In a note to investors, Hindenburg Research analysts suggested that DraftKings merger with SBTech was one that connected the brand directly to the black-market gambling world. This note went a step further and specified that these black-market activities included money laundering.
DraftKings stock market debut was made possible last April via a three-way merger with the aforementioned SBTech and SPAC sponsor Diamond Eagle Acquisition. In doing so, Hindenburg claims that DraftKings “systemically skirted the law and taken elaborate steps to obfuscate its black market operations.” This note also claimed that those aware of the actions also served as investors, adding that these insiders “aggressively cash out amidst the market froth.”
The scathing report estimates black-market operations could be credited for nearly half of SBTech’s 2020 revenue. These numbers were generated through collaborations with former employees and a detailed review of the brand’s SEC filings. Former employees noted that black-market betting operators were willing to pay more than their regulated counterparts in exchange for the liabilities they held when operating within tightly governed jurisdictions.
DraftKings did comment on the allegations, with a representative suggesting the report wan nothing more than a hit job by a noted short seller.
“This report is written by someone who is short on DraftKings stock with an incentive to drive down the share price,” claimed DraftKings in an official statement. “Our business combination with SBTech was completed in 2020. We conducted a thorough review of their business practices and we were comfortable with the findings.”
Where the initial market reaction reflected a sudden distrust in the brand, some analysts remain unconcerned and see the markets response as somewhat overdone.
“Our view is that SBTech was purchased by DraftKings for its tech platform rather than its existing revenue stream” stated Benjamin Chaiken, analyst at Credit Suisse. “If SBTech revenues were to go away entirely, we think there would be minimal impact on the DraftKings stock.”

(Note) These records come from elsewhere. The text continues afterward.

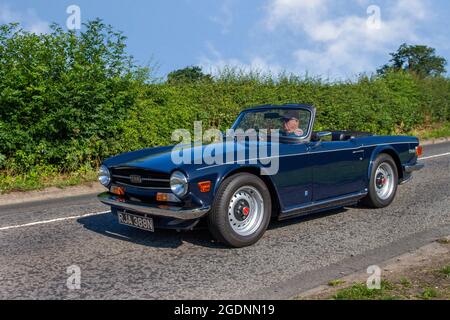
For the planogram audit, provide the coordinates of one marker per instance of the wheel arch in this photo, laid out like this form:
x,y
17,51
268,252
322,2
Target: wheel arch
x,y
276,206
389,150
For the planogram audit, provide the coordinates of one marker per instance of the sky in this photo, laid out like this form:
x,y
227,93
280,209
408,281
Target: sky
x,y
334,39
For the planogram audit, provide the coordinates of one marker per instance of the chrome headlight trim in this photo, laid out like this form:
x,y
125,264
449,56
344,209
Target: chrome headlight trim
x,y
179,184
104,176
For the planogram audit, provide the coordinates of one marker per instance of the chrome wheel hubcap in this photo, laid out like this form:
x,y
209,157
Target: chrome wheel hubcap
x,y
245,211
384,181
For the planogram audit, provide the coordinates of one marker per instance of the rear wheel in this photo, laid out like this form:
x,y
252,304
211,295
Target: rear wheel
x,y
241,211
383,182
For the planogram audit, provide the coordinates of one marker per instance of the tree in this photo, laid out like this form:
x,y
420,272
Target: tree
x,y
188,75
421,60
62,95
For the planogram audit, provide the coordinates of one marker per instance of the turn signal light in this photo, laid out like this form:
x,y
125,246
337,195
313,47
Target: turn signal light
x,y
419,151
119,191
166,197
204,186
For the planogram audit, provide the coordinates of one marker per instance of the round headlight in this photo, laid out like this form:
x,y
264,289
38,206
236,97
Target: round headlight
x,y
178,184
104,177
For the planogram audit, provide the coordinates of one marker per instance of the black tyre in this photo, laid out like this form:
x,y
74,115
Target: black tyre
x,y
241,211
383,182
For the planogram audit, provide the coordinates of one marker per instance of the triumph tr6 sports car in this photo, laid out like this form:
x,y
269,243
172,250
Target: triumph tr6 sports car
x,y
238,197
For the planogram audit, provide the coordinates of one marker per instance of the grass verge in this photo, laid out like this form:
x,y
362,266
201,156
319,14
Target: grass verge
x,y
416,284
36,181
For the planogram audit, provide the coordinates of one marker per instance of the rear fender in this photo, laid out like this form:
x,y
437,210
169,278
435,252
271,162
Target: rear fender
x,y
390,151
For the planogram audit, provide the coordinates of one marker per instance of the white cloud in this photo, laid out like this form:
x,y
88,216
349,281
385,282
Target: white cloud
x,y
342,46
28,19
214,62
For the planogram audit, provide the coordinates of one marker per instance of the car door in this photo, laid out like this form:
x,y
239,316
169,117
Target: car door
x,y
294,180
339,169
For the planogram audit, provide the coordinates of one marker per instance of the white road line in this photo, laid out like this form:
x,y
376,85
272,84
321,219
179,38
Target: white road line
x,y
436,156
52,221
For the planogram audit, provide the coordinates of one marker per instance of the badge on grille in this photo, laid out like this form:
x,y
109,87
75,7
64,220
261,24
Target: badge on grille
x,y
136,179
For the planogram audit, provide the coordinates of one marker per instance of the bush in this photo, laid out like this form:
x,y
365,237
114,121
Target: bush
x,y
69,100
62,95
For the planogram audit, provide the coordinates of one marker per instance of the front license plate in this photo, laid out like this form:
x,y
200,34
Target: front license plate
x,y
139,222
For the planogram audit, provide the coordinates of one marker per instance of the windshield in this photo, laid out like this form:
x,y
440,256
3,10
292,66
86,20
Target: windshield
x,y
292,123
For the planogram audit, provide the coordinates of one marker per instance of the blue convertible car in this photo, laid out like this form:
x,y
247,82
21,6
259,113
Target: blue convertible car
x,y
294,171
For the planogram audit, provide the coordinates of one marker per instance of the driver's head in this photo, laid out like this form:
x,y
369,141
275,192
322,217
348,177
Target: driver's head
x,y
291,122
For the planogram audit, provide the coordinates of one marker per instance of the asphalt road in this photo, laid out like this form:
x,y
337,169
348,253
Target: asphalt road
x,y
39,241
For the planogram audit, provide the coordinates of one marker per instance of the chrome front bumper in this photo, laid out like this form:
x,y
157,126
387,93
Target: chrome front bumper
x,y
416,167
152,209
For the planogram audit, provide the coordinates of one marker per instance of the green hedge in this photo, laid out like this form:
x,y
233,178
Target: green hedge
x,y
69,100
394,104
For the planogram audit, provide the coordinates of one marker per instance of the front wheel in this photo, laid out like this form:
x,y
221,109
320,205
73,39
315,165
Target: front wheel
x,y
241,211
383,182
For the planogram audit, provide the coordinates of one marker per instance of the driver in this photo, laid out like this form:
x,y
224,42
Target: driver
x,y
291,125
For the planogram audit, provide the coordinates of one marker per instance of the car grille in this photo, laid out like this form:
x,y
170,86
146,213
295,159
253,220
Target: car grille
x,y
141,178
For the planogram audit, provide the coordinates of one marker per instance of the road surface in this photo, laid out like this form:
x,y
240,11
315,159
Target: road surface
x,y
40,241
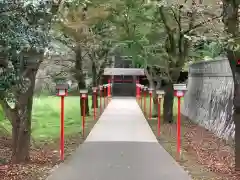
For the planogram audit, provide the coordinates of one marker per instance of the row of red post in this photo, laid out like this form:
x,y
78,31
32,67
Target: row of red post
x,y
141,96
104,94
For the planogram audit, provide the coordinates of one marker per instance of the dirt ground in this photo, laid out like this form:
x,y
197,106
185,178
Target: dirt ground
x,y
43,157
203,155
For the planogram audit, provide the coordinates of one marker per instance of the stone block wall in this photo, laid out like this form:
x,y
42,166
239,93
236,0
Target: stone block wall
x,y
208,100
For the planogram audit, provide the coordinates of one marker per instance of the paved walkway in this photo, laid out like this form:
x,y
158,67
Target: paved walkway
x,y
121,146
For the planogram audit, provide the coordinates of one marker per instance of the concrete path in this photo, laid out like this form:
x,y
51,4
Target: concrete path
x,y
121,146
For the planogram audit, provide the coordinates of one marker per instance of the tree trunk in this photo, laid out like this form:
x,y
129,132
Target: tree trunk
x,y
168,103
20,118
94,84
231,23
79,76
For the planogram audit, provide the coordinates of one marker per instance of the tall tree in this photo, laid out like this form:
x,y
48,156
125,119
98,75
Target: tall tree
x,y
23,37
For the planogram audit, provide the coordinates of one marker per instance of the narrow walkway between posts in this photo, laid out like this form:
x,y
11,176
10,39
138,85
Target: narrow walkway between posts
x,y
121,146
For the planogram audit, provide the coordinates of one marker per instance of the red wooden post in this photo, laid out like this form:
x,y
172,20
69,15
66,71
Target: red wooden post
x,y
62,92
104,94
159,115
83,96
145,94
109,87
160,94
179,126
94,102
179,92
150,108
137,92
83,118
62,129
100,92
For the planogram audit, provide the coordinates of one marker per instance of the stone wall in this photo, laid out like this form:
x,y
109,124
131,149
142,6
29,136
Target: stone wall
x,y
208,100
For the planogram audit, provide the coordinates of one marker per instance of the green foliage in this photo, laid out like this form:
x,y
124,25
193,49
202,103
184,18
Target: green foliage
x,y
23,33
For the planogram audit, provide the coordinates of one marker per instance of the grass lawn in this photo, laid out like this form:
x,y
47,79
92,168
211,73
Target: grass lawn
x,y
46,117
198,150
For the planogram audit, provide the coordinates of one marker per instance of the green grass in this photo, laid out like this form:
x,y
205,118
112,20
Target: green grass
x,y
46,117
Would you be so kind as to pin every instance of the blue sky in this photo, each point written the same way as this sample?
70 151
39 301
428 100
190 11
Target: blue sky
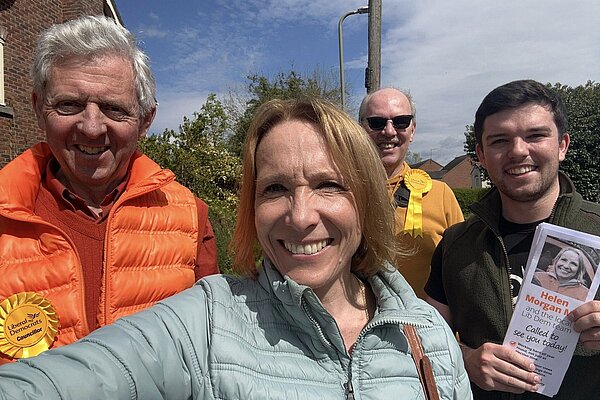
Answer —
449 54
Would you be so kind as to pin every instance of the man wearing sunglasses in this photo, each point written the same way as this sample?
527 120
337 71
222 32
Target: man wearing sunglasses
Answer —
424 207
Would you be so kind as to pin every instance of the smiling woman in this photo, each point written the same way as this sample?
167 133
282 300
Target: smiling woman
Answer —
566 274
319 314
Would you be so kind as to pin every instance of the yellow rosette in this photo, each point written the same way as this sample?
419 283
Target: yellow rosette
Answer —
418 182
28 325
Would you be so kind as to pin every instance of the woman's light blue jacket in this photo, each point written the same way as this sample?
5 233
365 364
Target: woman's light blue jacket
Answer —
235 338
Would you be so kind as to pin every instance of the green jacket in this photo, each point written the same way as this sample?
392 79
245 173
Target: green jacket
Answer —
475 275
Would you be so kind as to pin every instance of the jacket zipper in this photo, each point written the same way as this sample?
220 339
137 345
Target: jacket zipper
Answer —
349 387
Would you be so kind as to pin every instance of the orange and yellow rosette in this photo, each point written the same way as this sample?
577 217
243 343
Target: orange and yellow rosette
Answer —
28 325
418 182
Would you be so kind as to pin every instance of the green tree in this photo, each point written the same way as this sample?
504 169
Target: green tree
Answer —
581 163
583 110
284 86
198 154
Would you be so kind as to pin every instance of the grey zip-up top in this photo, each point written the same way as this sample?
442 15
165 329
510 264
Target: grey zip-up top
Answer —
235 338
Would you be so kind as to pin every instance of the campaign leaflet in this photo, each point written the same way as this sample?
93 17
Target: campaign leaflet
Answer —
560 275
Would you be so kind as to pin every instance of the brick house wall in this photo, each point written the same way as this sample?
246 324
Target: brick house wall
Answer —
460 175
22 21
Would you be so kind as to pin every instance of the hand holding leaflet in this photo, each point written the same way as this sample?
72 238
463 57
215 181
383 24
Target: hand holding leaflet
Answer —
560 276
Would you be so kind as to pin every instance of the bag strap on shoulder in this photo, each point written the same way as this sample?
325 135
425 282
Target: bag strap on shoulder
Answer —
422 363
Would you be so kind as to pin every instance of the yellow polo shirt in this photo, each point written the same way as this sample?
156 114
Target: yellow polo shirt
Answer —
440 210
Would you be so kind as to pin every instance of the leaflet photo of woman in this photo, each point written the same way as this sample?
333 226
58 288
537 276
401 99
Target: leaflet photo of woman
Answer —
570 272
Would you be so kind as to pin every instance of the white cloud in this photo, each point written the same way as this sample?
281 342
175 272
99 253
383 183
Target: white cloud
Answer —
450 54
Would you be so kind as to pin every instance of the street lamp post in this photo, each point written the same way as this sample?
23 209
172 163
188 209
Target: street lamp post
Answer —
361 10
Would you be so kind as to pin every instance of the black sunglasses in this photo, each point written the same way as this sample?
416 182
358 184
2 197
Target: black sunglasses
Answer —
399 122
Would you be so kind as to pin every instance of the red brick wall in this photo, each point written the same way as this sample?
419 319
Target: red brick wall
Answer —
460 175
24 20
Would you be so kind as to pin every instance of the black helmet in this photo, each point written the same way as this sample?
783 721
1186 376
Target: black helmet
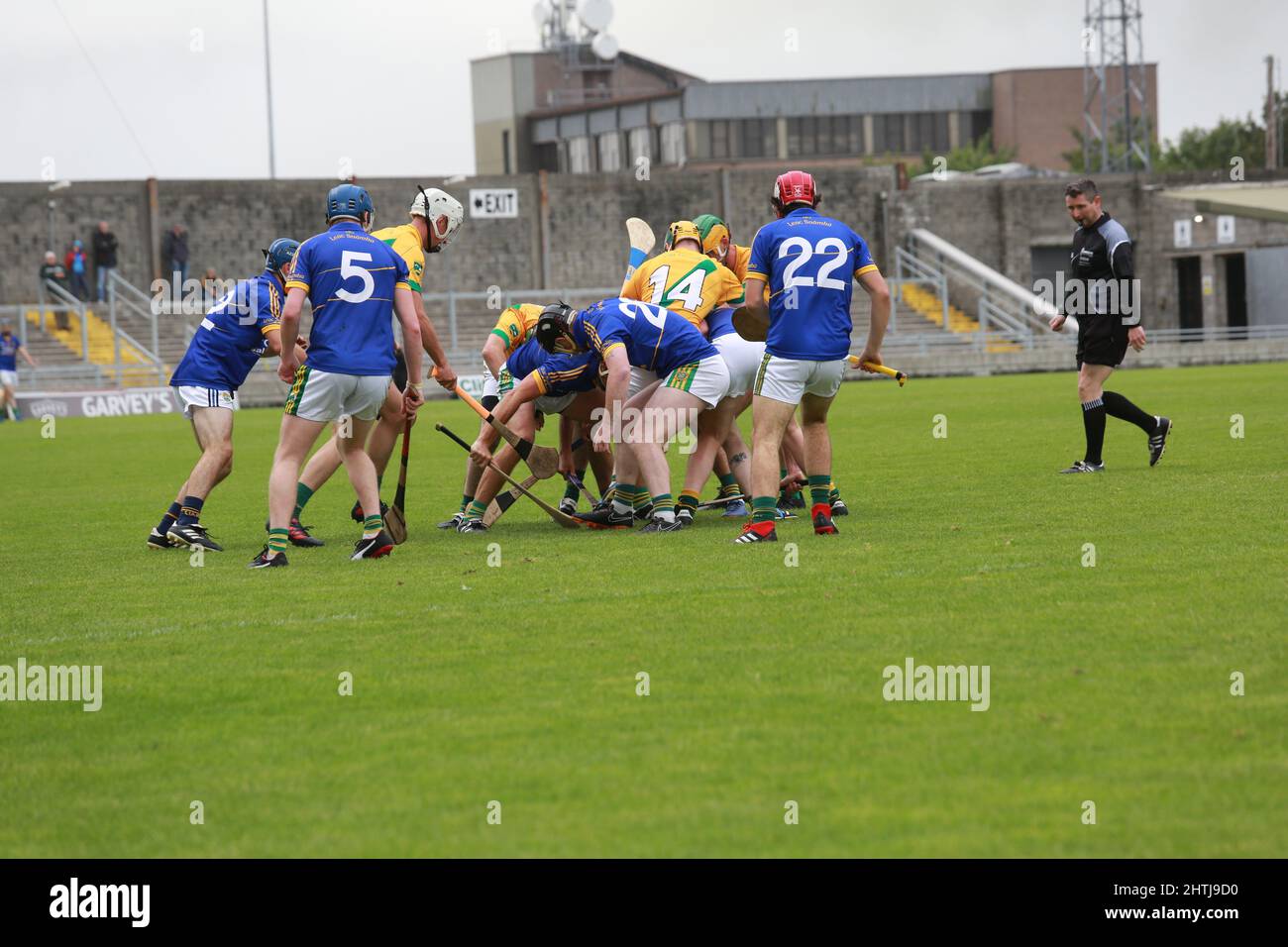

For now, DraftKings will continue to look towards expanding its operations in New York and north of the border as Canadian gambling regulations expand. Sports betting stock investors could play this one of two ways… let the negative PR impact prices in a way that see them further their investments at a lower buy in price, or let the storm blow over and see how markets respond.
DraftKings’ stock prices have proven to be volatile, and while the recent slump and press have created cause for concern, it could be just what investors needed to bring prices back down to earth and see share prices move in a more predictable manner.